Brexit and the pandemic have left the United Kingdom with severe labor shortages. To cover the needs of the agriculture sector, the government is offering short-term visas to people from over 50 countries.
However, testimonies from migrant workers hired through this scheme reveal concerning signs of exploitation, including the charging of exorbitant recruitment fees, unfit accommodation and abuse. The Guardian warns of parallels between the conditions for migrant workers in the U.K. and in the Gulf, a region notorious for the exploitation of its foreign workforce.
Unethical recruitment of U.K. farmworkers
The exploitation of migrant workers on U.K. farms often begins before they even leave their home country. Workers are routinely charged fees by recruitment agents, meaning that many are in debt from the moment they arrive in the U.K. One Nepali worker reported paying fees and costs that amounted to almost one-third of her earnings from six months on a British farm.
This debt is exacerbated by the fact that the U.K. visa scheme requires workers to cover costs of their flights and visas. This condition violates International Labour Organization guidelines, which state that employers should cover all costs related to recruitment.
In The Guardian, Pete Pattisson argues that when migrant workers cover the costs of their recruitment, they are essentially subsidizing the costs of supermarket products and healthcare.
Migrant workers are also allegedly being duped into signing contracts they don’t fully understand. This leaves them vulnerable to exploitation at the hands of their employer and recruiter.
Mistreatment during the employment phase
For many migrant workers, the exploitative treatment they face is not limited to the recruitment phase.

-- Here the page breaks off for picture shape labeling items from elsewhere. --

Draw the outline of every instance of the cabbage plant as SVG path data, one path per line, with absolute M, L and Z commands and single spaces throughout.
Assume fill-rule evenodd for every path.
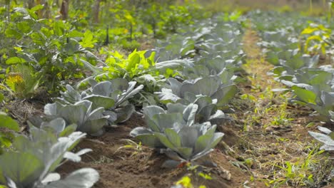
M 92 102 L 92 110 L 98 108 L 105 109 L 103 113 L 108 116 L 110 124 L 123 122 L 130 118 L 135 112 L 135 108 L 128 100 L 143 88 L 143 85 L 136 87 L 136 82 L 128 82 L 125 78 L 100 83 L 91 80 L 90 83 L 92 86 L 81 93 L 68 85 L 67 90 L 61 93 L 62 98 L 55 100 L 62 104 L 89 100 Z
M 151 147 L 162 151 L 173 161 L 193 162 L 204 157 L 224 135 L 215 132 L 216 125 L 209 122 L 196 123 L 197 105 L 183 108 L 181 104 L 168 104 L 164 110 L 158 106 L 143 109 L 148 127 L 136 127 L 130 135 Z
M 328 128 L 320 126 L 318 127 L 318 129 L 325 134 L 311 131 L 309 131 L 308 133 L 317 140 L 325 144 L 320 149 L 328 151 L 334 150 L 334 132 Z
M 156 137 L 154 132 L 164 132 L 166 128 L 191 126 L 195 123 L 197 105 L 185 106 L 180 103 L 168 103 L 167 109 L 165 110 L 156 105 L 143 108 L 145 122 L 148 127 L 136 127 L 130 132 L 130 135 L 141 140 L 146 145 L 164 148 L 165 146 Z
M 238 93 L 236 85 L 224 85 L 219 76 L 208 76 L 195 80 L 179 82 L 169 78 L 171 88 L 163 88 L 157 92 L 163 103 L 180 103 L 183 105 L 198 105 L 198 122 L 213 119 L 227 119 L 223 111 L 231 112 L 228 103 Z
M 13 143 L 15 150 L 0 155 L 0 184 L 10 188 L 81 188 L 91 187 L 99 178 L 93 169 L 74 171 L 61 179 L 54 172 L 64 160 L 81 161 L 80 155 L 91 151 L 84 149 L 69 152 L 85 137 L 80 132 L 57 138 L 52 132 L 31 127 L 31 137 L 17 136 Z
M 76 130 L 91 135 L 101 135 L 103 127 L 106 125 L 108 115 L 103 114 L 102 107 L 93 109 L 93 103 L 84 100 L 71 104 L 56 102 L 44 106 L 44 113 L 52 118 L 63 118 L 67 125 L 76 125 Z

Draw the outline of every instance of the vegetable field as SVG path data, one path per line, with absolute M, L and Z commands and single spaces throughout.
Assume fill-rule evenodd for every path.
M 0 0 L 0 188 L 333 187 L 334 1 Z

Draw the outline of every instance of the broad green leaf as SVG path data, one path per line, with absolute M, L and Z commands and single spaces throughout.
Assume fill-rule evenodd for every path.
M 298 98 L 300 98 L 303 102 L 315 103 L 317 95 L 313 92 L 300 88 L 296 85 L 293 85 L 291 88 L 297 97 L 298 97 Z

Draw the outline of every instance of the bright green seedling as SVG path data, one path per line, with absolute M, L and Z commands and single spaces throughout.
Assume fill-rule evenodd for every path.
M 128 100 L 138 93 L 143 85 L 136 86 L 136 82 L 128 82 L 125 78 L 115 78 L 100 83 L 91 78 L 86 79 L 86 81 L 91 87 L 81 93 L 68 85 L 67 90 L 61 93 L 62 98 L 56 98 L 55 100 L 63 105 L 89 100 L 92 103 L 93 110 L 103 108 L 103 114 L 108 116 L 109 124 L 117 124 L 128 120 L 135 112 L 135 107 Z
M 144 145 L 163 148 L 162 151 L 172 159 L 163 165 L 167 167 L 206 156 L 224 135 L 215 132 L 216 125 L 211 126 L 208 122 L 194 123 L 196 105 L 188 106 L 183 113 L 172 113 L 177 105 L 170 106 L 167 111 L 157 106 L 144 108 L 148 128 L 137 127 L 130 133 Z M 170 113 L 166 113 L 168 111 Z
M 333 112 L 331 113 L 334 115 Z M 309 131 L 308 133 L 310 133 L 310 135 L 317 140 L 324 143 L 324 145 L 323 145 L 320 149 L 327 151 L 334 150 L 334 132 L 328 128 L 320 126 L 318 127 L 318 129 L 325 134 L 312 131 Z
M 98 178 L 93 169 L 80 169 L 61 179 L 54 172 L 64 160 L 80 162 L 81 155 L 91 151 L 70 152 L 86 134 L 76 132 L 57 138 L 51 131 L 31 127 L 31 139 L 17 136 L 13 143 L 16 151 L 0 155 L 0 184 L 9 187 L 91 187 Z

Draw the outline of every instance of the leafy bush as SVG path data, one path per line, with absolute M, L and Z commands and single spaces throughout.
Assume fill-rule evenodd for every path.
M 61 93 L 62 98 L 55 100 L 64 105 L 74 104 L 81 100 L 89 100 L 92 103 L 92 110 L 103 108 L 103 114 L 108 115 L 110 124 L 126 121 L 135 111 L 133 105 L 128 100 L 143 88 L 140 85 L 136 88 L 136 83 L 128 82 L 125 78 L 115 78 L 111 80 L 97 83 L 93 78 L 86 79 L 91 87 L 80 93 L 69 85 L 67 90 Z M 81 87 L 84 87 L 81 83 Z M 79 85 L 80 87 L 80 85 Z
M 238 92 L 235 85 L 224 85 L 219 76 L 208 76 L 183 83 L 175 78 L 169 78 L 171 89 L 163 88 L 157 92 L 163 103 L 181 103 L 183 105 L 195 103 L 198 105 L 198 122 L 207 121 L 217 113 L 217 110 L 231 112 L 228 105 Z M 224 115 L 218 111 L 217 115 Z M 201 118 L 200 118 L 201 117 Z M 218 118 L 218 117 L 217 117 Z
M 6 113 L 0 112 L 0 128 L 7 129 L 7 131 L 0 131 L 0 155 L 4 152 L 4 149 L 9 148 L 11 145 L 11 138 L 14 134 L 9 130 L 19 131 L 19 124 L 9 117 Z
M 11 68 L 6 83 L 19 98 L 31 97 L 39 86 L 57 92 L 61 81 L 84 76 L 79 69 L 88 62 L 81 59 L 96 61 L 86 49 L 94 46 L 91 32 L 71 30 L 61 21 L 39 19 L 36 11 L 42 8 L 15 9 L 5 31 L 6 37 L 16 39 L 14 48 L 6 52 L 6 64 Z
M 167 110 L 158 106 L 144 108 L 148 128 L 136 127 L 130 135 L 150 147 L 166 148 L 162 149 L 163 152 L 175 161 L 195 161 L 212 152 L 224 135 L 215 133 L 216 125 L 208 122 L 196 123 L 197 108 L 193 104 L 186 108 L 168 104 Z M 166 164 L 171 162 L 176 162 Z

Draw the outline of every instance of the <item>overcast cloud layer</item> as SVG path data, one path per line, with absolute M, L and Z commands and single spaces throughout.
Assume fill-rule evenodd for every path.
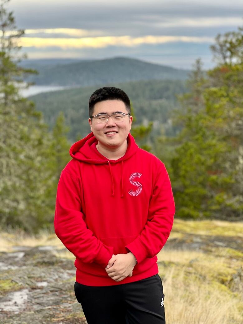
M 243 24 L 236 0 L 11 0 L 8 7 L 30 58 L 123 56 L 188 68 L 201 57 L 206 68 L 217 34 Z

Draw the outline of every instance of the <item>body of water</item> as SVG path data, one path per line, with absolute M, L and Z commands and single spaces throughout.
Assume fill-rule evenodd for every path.
M 23 89 L 20 91 L 20 93 L 24 97 L 29 97 L 30 96 L 37 95 L 41 92 L 48 92 L 50 91 L 56 91 L 63 90 L 64 89 L 70 88 L 70 87 L 51 86 L 31 86 L 28 89 Z

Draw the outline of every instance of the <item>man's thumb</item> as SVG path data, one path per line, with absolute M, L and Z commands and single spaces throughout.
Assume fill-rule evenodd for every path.
M 114 258 L 115 255 L 114 254 L 112 255 L 112 256 L 111 257 L 111 259 L 110 259 L 109 260 L 109 262 L 108 262 L 108 264 L 107 265 L 107 268 L 109 268 L 110 267 L 111 267 L 111 266 L 113 264 L 115 260 L 115 259 Z

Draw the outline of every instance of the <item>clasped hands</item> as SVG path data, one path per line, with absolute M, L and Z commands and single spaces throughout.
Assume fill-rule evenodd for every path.
M 133 270 L 137 264 L 132 252 L 112 254 L 105 270 L 108 276 L 115 281 L 121 281 L 127 277 L 132 277 Z

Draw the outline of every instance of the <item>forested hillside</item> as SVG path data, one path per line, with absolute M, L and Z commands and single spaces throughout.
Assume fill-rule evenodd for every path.
M 185 80 L 189 71 L 125 57 L 84 60 L 62 64 L 60 60 L 25 63 L 26 67 L 38 69 L 38 75 L 26 80 L 38 85 L 83 87 L 138 80 Z
M 70 127 L 68 138 L 74 141 L 78 135 L 84 136 L 90 132 L 88 122 L 89 99 L 94 91 L 104 85 L 41 93 L 29 98 L 35 103 L 37 110 L 43 113 L 51 128 L 60 111 L 63 111 L 66 124 Z M 174 133 L 176 129 L 172 127 L 168 119 L 170 112 L 178 106 L 176 95 L 186 91 L 184 81 L 152 80 L 107 85 L 118 87 L 127 93 L 138 123 L 147 125 L 149 121 L 154 121 L 151 141 L 160 134 L 161 126 L 165 129 L 167 134 Z

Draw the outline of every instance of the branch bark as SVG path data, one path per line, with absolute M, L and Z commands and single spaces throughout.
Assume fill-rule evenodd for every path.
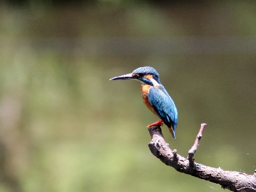
M 194 161 L 193 157 L 205 125 L 205 124 L 201 124 L 195 143 L 189 150 L 187 158 L 179 155 L 175 149 L 172 150 L 169 148 L 169 144 L 165 141 L 159 125 L 154 125 L 148 129 L 152 138 L 148 143 L 149 149 L 163 163 L 172 166 L 179 172 L 219 184 L 223 189 L 232 191 L 255 192 L 256 170 L 253 175 L 248 175 L 225 171 L 220 168 L 212 168 Z

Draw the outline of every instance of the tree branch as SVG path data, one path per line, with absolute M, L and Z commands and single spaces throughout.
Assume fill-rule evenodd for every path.
M 148 147 L 153 155 L 166 165 L 173 167 L 179 172 L 219 184 L 223 189 L 232 191 L 256 191 L 256 170 L 253 175 L 248 175 L 237 172 L 224 171 L 220 168 L 216 168 L 194 162 L 193 157 L 198 146 L 199 141 L 206 124 L 201 124 L 199 132 L 191 148 L 188 152 L 188 158 L 169 148 L 169 144 L 164 141 L 159 125 L 148 128 L 151 141 Z

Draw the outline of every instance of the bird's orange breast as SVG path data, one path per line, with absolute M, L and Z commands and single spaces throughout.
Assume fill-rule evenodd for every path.
M 143 102 L 145 105 L 152 111 L 154 114 L 158 116 L 157 114 L 156 113 L 154 109 L 153 106 L 150 104 L 148 100 L 148 97 L 147 95 L 148 93 L 148 90 L 150 88 L 150 85 L 149 84 L 141 84 L 141 97 L 143 99 Z

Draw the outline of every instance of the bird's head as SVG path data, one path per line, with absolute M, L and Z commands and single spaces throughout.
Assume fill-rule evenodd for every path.
M 160 83 L 159 75 L 153 67 L 143 67 L 135 69 L 132 73 L 113 77 L 109 80 L 125 80 L 125 79 L 134 79 L 138 80 L 143 83 L 153 85 L 156 81 L 158 84 Z

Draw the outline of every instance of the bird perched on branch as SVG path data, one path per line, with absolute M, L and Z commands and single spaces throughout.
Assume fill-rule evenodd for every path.
M 162 125 L 164 123 L 169 128 L 172 136 L 175 138 L 175 129 L 178 121 L 178 111 L 171 97 L 161 84 L 159 75 L 151 67 L 135 69 L 132 73 L 115 77 L 109 80 L 135 79 L 141 82 L 141 96 L 146 106 L 160 118 L 147 126 Z

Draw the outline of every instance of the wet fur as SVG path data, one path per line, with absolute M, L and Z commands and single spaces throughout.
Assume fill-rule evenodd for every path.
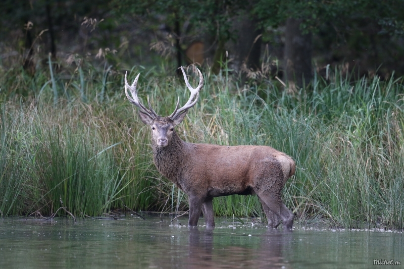
M 176 122 L 169 117 L 146 119 L 141 114 L 139 116 L 144 123 L 158 129 L 158 132 L 152 131 L 153 157 L 158 170 L 188 196 L 188 226 L 196 226 L 201 210 L 207 225 L 214 226 L 214 197 L 256 194 L 269 227 L 276 228 L 282 221 L 284 227 L 292 228 L 293 215 L 281 198 L 286 180 L 295 172 L 290 157 L 267 146 L 186 143 L 175 130 L 169 131 L 182 121 L 183 116 Z M 168 144 L 160 146 L 158 137 L 164 135 L 169 137 Z

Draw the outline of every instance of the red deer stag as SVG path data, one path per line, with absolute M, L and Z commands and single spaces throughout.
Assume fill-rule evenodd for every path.
M 268 217 L 269 227 L 277 227 L 282 221 L 284 227 L 291 228 L 293 215 L 281 198 L 283 186 L 295 172 L 294 162 L 290 157 L 267 146 L 186 143 L 175 132 L 174 127 L 182 122 L 188 110 L 195 105 L 204 85 L 199 70 L 199 85 L 193 89 L 181 69 L 191 96 L 181 108 L 178 107 L 179 98 L 175 110 L 169 117 L 158 116 L 148 97 L 148 109 L 139 101 L 136 88 L 140 74 L 131 86 L 125 74 L 125 83 L 126 97 L 139 109 L 142 122 L 151 128 L 153 158 L 157 169 L 188 195 L 188 226 L 196 226 L 201 210 L 207 226 L 215 226 L 214 197 L 256 194 Z

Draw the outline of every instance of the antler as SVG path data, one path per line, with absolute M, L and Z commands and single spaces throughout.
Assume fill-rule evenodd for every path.
M 180 99 L 179 97 L 178 98 L 178 100 L 177 101 L 177 105 L 175 106 L 175 110 L 174 111 L 174 112 L 173 112 L 173 114 L 170 116 L 171 119 L 174 119 L 183 113 L 185 113 L 188 109 L 195 105 L 195 104 L 196 103 L 196 101 L 198 100 L 198 97 L 199 97 L 199 91 L 200 90 L 200 89 L 202 88 L 202 86 L 204 85 L 204 76 L 202 76 L 202 73 L 200 73 L 199 69 L 196 68 L 196 70 L 198 71 L 198 73 L 199 73 L 199 85 L 198 85 L 198 86 L 195 89 L 194 89 L 189 85 L 188 79 L 186 78 L 185 72 L 184 71 L 182 67 L 181 67 L 181 70 L 182 71 L 182 74 L 184 75 L 184 79 L 185 80 L 185 84 L 191 92 L 191 96 L 189 97 L 189 99 L 188 100 L 186 103 L 179 109 L 178 109 L 178 105 L 179 105 Z
M 154 118 L 157 116 L 157 114 L 153 110 L 153 109 L 152 108 L 152 105 L 150 104 L 150 101 L 148 100 L 148 95 L 147 95 L 147 103 L 148 104 L 149 110 L 146 109 L 145 106 L 139 101 L 139 98 L 137 97 L 137 91 L 136 90 L 136 87 L 137 84 L 137 80 L 139 79 L 139 76 L 140 75 L 140 73 L 139 73 L 135 79 L 135 80 L 133 81 L 132 86 L 129 85 L 128 83 L 128 81 L 126 80 L 126 75 L 127 74 L 128 72 L 127 71 L 125 74 L 125 93 L 126 94 L 126 97 L 128 97 L 130 102 L 140 109 L 142 112 L 148 115 L 152 119 Z M 132 94 L 132 97 L 133 97 L 133 98 L 131 98 L 128 94 L 128 88 L 129 88 L 130 93 Z

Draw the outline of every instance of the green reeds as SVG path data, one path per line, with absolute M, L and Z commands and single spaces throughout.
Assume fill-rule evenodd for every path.
M 186 210 L 183 193 L 173 191 L 153 164 L 149 131 L 125 100 L 123 73 L 110 73 L 107 91 L 105 67 L 85 68 L 88 72 L 71 74 L 63 83 L 72 98 L 58 97 L 57 106 L 48 103 L 55 97 L 50 68 L 35 81 L 21 70 L 8 71 L 32 95 L 41 93 L 34 101 L 16 100 L 14 82 L 0 79 L 3 214 L 50 214 L 61 201 L 78 216 L 122 208 L 122 202 L 135 210 L 160 211 L 165 204 L 171 209 L 164 211 Z M 165 69 L 128 72 L 131 80 L 141 71 L 139 96 L 149 95 L 162 116 L 171 114 L 177 96 L 182 103 L 188 96 L 183 81 Z M 392 77 L 351 82 L 328 73 L 328 80 L 316 77 L 315 87 L 292 94 L 271 81 L 240 88 L 229 74 L 206 74 L 198 102 L 176 131 L 188 142 L 266 145 L 293 157 L 296 173 L 283 199 L 297 223 L 402 228 L 402 82 Z M 190 82 L 196 85 L 196 76 Z M 217 215 L 265 218 L 254 196 L 219 197 L 213 204 Z

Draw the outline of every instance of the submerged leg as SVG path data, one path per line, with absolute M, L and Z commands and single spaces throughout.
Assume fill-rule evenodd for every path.
M 264 202 L 269 208 L 270 210 L 277 218 L 282 220 L 284 228 L 291 228 L 294 216 L 282 202 L 280 194 L 277 195 L 274 193 L 274 192 L 271 191 L 271 190 L 265 191 L 260 194 L 257 193 L 261 200 L 261 203 L 263 201 Z M 271 221 L 273 221 L 273 220 L 272 220 Z M 269 218 L 268 218 L 268 225 L 269 225 Z
M 189 220 L 188 226 L 196 226 L 202 210 L 203 199 L 196 197 L 189 196 Z
M 208 227 L 215 226 L 215 218 L 213 213 L 213 205 L 212 204 L 212 198 L 205 199 L 202 204 L 202 212 L 205 218 L 205 223 Z
M 281 223 L 281 220 L 273 212 L 271 211 L 267 204 L 260 198 L 260 196 L 258 196 L 258 199 L 261 202 L 263 208 L 264 208 L 264 211 L 267 216 L 267 219 L 268 220 L 268 227 L 272 228 L 277 228 Z

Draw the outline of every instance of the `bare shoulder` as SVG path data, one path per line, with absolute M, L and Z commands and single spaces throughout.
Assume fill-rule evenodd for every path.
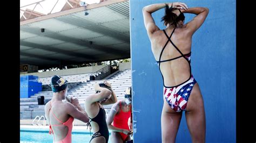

Indeed, a Ukrainian farmworker told The Guardian that when workers protested conditions, they were punished with a week-long suspension.
Late last year, a government review of a pilot of this visa scheme was released, revealing that employers subjected workers to “unacceptable” conditions. Some migrant workers on the scheme had complained of a lack of health and safety equipment, racist and discriminatory treatment, and unsuitable accommodation, with no running water, bathroom or kitchen.
Call on the U.K. to create migration policies which prioritize human rights
In post-Brexit Britain, what lies ahead for migrant workers? The Guardian warns conditions may get worse:
The recruitment of foreign workers can benefit both the workers and the UK, but only if the government puts proper safeguards and funding in place. So far, it has done neither. Meanwhile, if you want a foretaste of labour conditions for migrant workers in the UK in the coming years, take a look at Doha and Dubai.